LEDs can be made any color you want based on the phosphorous. Cold white is popular because you can use a dimmer light while it appears brighter to human and animal eyes. Warm white is less disruptive to sleep and wildlife, more pleasant to the eye, and with less light pollution (in theory) but it's harder humans to see. One interesting idea proposed in the video would be to have street lights start out at a lower-output cold white color in the early evening, and switch to a higher-output warm white color in the early hours of the morning, when fewer people are in the street but you don't to disrupt sleep as much.

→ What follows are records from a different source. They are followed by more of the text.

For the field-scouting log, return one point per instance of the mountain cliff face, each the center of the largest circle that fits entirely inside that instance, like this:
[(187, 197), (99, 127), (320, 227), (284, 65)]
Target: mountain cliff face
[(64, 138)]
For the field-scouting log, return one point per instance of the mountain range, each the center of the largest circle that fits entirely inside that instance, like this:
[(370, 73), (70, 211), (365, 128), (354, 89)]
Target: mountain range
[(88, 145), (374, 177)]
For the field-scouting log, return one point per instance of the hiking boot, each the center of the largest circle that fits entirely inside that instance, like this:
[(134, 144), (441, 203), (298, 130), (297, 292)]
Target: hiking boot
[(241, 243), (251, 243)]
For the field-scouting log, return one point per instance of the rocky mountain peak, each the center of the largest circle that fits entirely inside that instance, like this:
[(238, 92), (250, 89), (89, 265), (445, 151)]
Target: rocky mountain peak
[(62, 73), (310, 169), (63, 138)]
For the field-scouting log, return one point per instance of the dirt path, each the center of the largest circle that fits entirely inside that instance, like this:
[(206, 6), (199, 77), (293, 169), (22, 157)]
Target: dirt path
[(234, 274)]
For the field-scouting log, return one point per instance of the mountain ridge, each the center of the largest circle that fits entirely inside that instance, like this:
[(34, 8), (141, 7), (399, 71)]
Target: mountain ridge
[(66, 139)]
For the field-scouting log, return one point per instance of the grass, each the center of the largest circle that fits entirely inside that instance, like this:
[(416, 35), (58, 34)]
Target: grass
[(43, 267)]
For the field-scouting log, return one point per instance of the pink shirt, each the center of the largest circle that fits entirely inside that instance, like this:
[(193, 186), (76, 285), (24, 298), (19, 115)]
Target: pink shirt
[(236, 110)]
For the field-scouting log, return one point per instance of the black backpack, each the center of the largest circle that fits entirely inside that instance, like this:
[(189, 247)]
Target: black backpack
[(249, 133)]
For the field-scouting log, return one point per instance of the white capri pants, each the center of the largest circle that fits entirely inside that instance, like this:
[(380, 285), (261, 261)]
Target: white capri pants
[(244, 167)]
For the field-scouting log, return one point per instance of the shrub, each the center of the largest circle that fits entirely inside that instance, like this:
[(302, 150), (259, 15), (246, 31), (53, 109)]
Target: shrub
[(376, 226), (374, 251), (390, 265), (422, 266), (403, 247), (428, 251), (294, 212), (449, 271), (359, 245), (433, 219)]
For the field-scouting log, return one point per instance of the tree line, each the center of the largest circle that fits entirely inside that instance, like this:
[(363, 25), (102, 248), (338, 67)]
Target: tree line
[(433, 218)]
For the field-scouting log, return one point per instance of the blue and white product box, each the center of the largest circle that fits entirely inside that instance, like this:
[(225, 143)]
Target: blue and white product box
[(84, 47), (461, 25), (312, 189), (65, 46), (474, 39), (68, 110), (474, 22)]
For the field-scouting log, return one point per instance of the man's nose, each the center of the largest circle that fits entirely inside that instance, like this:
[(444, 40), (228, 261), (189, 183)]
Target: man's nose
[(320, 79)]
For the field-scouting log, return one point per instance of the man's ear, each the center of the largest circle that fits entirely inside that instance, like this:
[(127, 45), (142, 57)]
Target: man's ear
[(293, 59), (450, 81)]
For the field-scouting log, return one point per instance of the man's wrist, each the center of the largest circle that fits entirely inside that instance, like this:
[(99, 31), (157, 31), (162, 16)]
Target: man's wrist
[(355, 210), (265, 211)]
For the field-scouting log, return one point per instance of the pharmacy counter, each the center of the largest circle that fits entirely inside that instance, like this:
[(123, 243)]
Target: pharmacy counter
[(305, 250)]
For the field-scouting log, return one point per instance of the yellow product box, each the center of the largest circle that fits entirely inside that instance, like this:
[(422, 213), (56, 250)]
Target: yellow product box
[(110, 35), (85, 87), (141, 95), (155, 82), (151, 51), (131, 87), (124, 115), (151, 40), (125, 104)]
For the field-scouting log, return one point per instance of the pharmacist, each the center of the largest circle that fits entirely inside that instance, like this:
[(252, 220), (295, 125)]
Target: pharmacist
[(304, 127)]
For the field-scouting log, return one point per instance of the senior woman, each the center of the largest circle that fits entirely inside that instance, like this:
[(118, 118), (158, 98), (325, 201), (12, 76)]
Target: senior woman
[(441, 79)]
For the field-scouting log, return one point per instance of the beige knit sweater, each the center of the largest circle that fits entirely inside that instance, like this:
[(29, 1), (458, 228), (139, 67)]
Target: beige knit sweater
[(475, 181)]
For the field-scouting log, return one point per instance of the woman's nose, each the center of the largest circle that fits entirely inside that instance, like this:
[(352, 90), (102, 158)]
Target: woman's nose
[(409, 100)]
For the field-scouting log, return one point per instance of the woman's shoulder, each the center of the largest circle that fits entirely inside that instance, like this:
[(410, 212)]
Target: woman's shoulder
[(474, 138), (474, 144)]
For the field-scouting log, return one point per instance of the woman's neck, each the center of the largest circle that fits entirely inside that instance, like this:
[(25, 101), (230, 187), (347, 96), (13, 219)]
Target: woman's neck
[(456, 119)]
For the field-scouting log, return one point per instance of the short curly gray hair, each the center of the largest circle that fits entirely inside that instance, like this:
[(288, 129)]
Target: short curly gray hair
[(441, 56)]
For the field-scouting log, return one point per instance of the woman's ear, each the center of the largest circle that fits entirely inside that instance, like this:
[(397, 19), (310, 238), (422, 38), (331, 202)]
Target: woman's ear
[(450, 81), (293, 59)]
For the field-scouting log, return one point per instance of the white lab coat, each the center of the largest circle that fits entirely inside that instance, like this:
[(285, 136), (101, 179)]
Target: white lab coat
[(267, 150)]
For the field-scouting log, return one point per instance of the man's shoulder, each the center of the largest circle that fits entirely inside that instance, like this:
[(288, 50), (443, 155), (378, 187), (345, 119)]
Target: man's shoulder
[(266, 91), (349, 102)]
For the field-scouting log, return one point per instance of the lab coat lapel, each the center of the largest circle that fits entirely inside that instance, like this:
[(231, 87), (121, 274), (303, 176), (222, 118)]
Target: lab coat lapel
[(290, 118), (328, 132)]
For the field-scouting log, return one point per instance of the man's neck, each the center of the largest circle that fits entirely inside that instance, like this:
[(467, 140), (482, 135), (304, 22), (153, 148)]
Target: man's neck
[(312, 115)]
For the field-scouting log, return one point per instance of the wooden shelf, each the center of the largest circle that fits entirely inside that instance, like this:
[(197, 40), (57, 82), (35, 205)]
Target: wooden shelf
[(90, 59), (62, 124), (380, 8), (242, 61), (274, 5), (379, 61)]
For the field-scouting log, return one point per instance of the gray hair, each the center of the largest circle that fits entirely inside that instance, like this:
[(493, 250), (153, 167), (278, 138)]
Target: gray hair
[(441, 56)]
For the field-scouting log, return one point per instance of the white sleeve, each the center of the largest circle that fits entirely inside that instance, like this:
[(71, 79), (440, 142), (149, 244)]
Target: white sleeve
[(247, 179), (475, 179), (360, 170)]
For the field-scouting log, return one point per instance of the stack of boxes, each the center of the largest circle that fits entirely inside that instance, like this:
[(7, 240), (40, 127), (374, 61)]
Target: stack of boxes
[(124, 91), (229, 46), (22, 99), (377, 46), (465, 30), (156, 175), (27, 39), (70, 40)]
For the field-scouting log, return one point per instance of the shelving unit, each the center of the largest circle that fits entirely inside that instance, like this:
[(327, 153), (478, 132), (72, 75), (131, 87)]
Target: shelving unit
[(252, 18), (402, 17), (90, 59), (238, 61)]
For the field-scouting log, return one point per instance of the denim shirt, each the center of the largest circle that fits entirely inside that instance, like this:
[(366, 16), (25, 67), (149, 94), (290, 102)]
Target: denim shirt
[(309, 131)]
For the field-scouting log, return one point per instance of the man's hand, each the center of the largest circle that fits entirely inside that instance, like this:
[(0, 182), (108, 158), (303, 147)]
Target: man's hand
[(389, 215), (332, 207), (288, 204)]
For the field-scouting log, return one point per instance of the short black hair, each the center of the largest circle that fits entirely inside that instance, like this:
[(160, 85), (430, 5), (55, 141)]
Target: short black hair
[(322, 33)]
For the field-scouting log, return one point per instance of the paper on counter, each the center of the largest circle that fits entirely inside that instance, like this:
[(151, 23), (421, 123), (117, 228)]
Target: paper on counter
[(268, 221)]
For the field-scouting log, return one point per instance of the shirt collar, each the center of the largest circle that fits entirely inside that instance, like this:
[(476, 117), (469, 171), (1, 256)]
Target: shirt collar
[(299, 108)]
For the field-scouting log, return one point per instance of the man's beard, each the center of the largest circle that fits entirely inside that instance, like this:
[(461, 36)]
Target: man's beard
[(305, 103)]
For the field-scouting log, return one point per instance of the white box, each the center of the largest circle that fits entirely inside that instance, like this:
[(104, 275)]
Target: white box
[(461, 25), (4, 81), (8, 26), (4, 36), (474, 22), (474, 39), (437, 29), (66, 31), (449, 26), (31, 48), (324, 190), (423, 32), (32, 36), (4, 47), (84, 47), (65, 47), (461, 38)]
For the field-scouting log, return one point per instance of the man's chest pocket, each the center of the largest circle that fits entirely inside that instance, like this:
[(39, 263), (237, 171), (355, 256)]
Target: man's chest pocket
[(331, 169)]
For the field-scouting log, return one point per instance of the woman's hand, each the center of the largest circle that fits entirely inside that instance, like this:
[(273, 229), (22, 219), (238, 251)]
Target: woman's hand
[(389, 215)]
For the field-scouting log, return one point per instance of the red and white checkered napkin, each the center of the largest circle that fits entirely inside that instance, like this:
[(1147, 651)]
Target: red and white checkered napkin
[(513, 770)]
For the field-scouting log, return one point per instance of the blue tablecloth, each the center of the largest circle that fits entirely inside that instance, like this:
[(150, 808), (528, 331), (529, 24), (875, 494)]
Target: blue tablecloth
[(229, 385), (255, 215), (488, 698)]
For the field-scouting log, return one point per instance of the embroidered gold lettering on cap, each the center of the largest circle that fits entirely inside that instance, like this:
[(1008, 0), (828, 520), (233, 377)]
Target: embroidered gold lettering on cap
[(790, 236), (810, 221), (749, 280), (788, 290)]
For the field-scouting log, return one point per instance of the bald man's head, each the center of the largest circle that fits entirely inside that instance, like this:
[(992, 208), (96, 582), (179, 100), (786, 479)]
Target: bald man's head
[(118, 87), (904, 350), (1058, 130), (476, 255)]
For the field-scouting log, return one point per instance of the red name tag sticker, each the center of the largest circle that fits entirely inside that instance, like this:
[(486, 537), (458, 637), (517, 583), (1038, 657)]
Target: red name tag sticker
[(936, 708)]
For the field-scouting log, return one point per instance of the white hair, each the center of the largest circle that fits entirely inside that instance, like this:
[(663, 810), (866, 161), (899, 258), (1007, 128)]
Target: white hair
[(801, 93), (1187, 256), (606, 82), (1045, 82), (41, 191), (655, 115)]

Another interesting idea from the comments in the video would be to use high pressure lamps (or warm white LED bulbs) in residential neighborhoods, while using well aimed cold white LED in commercial areas, on highways, and other "high crash areas" such as city centers where there many pedestrians crossing the streets. Mixing warm white and cold white strategically could work to further warn drivers -- suddenly transitioning from a warm white color to cold white color could warn the driver that they are entering a "high crash area" and to use extra care proceeding through that area.